Johnson was awarded a King’s Scholarship to study at Eton College, the elite independent boarding school… At Eton, Johnson began using the given name “Boris” rather than “Alex” and developed “the eccentric English persona” for which he later became known…. Although school reports complained about his idleness, complacency, and lateness, he established himself as a popular and well-known figure within the school. His friends were largely from the wealthy upper middle-classes…. Johnson won a scholarship to read Literae Humaniores, a four-year course based in the study of Classics, at Balliol College, Oxford.
Arriving at the university in late 1983, he was part of a generation of Oxford undergraduates who later dominated British politics and media in the early 21st century, among them senior Conservative Party members David Cameron, William Hague, Michael Gove, Jeremy Hunt, and Nick Boles. At the university, he… associated primarily with Old Etonians, joining the Old Etonian-dominated Bullingdon Club, an upper-class drinking society known for its acts of local vandalism. Johnson entered into a relationship with the aristocrat Allegra Mostyn-Owen and they became engaged while at university.

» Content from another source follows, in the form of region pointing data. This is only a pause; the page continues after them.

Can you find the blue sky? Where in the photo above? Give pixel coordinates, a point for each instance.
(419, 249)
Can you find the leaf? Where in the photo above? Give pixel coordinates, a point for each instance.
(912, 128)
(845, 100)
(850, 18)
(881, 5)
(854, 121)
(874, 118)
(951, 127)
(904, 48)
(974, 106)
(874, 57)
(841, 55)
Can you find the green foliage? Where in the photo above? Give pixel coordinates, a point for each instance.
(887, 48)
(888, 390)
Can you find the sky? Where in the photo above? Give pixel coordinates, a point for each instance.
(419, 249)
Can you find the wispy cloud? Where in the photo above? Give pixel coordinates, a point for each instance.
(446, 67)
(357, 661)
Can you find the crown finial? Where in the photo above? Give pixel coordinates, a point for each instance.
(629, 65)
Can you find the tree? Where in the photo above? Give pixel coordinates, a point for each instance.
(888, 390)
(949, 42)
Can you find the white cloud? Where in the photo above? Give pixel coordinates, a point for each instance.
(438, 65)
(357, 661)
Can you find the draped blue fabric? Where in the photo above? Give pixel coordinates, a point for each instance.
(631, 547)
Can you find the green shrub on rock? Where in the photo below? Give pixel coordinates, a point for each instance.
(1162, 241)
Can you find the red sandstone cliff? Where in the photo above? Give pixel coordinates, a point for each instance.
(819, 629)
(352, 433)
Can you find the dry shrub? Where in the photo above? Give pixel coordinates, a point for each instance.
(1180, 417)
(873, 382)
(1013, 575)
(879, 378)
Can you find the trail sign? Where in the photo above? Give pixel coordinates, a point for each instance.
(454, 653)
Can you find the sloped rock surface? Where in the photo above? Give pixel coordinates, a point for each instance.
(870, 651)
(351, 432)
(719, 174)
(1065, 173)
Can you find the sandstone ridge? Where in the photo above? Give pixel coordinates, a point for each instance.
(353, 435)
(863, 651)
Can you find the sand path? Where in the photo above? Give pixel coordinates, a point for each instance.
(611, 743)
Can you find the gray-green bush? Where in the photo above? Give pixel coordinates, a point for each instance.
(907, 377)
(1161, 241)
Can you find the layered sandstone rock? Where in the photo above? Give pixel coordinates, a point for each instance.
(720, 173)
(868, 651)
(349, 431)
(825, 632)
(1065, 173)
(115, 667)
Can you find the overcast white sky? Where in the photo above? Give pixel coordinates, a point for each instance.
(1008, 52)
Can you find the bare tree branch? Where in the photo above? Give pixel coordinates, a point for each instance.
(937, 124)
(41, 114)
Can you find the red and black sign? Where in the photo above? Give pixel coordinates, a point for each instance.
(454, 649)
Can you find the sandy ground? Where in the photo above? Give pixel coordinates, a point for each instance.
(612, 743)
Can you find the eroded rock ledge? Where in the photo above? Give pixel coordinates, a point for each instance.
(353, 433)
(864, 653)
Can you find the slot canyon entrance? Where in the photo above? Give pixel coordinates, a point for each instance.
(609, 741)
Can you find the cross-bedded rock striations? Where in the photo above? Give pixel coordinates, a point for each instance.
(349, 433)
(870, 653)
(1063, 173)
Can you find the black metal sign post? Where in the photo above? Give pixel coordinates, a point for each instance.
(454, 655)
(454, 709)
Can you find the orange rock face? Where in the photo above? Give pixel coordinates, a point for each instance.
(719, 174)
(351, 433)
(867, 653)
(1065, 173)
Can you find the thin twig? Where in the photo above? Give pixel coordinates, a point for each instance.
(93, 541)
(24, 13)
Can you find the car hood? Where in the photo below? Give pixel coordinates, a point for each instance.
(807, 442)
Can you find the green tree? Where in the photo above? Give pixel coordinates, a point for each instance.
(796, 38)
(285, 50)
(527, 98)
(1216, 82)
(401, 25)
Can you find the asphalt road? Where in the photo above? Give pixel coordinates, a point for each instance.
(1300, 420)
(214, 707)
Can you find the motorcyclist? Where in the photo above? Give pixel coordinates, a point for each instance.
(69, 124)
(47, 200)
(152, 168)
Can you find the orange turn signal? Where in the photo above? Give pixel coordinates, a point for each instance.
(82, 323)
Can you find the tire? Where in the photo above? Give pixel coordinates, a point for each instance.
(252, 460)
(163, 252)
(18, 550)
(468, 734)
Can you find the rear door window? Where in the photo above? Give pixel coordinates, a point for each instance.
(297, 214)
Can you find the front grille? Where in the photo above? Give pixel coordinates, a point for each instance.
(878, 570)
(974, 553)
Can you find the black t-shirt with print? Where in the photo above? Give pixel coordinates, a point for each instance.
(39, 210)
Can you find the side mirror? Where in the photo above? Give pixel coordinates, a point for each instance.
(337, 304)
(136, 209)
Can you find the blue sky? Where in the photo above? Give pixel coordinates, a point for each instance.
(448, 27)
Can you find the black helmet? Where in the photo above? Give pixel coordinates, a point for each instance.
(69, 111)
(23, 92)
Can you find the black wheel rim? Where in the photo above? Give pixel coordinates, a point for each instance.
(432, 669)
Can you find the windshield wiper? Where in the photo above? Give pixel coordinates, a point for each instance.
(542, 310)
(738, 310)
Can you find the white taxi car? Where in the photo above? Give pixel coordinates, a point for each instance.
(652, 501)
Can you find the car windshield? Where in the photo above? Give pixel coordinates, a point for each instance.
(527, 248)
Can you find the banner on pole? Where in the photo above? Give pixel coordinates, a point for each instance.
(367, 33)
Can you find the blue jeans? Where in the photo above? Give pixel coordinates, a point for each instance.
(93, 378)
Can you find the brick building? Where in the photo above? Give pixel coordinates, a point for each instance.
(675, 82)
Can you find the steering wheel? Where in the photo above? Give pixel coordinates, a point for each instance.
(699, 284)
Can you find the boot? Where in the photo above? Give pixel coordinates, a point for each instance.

Johnson became a popular and well-known public figure at Oxford…. In 1984, Johnson was elected secretary of the Oxford Union. In 1986, he ran for president…; his campaign focused on reaching out from his established upper-class support base by emphasising his persona and downplaying his connections to the Conservatives….. Johnson won the election and was appointed president, although his presidency was not seen as particularly distinguished or memorable, and questions were raised regarding his competency and seriousness. Having specialised in the study of ancient literature and classical philosophy, Johnson graduated from Balliol College with an upper second-class degree, but was deeply unhappy that he did not receive a first.
So he wasn’t even the best at Classics. (And my experience at Cambridge was that Classics gave out an awful lot of Firsts.)
As an imperial historian I agree, too, with Corbyn’s references to the ‘imperial’ flavour of his ideas. It permeates everything he says, and imagines, deludedly, about Britain’s ‘place in the world’. It’s interesting that his Oxford College was Balliol, which was known as the ‘seminary of Empire’ in British imperial times. Johnson’s background, education and former career (as a mere journalist!), as well as his clownishness, and his appalling judgment (over the Zaghari-Ratcliffe case, for example), should rule him out of contention for any responsible job. He needs to resign, and then get fundamentally re-educated, if he ever wants to get back, into any higher position than the jokey blimpish panelist in that famous episode of Have I Got News For You. That was probably the high point of his career.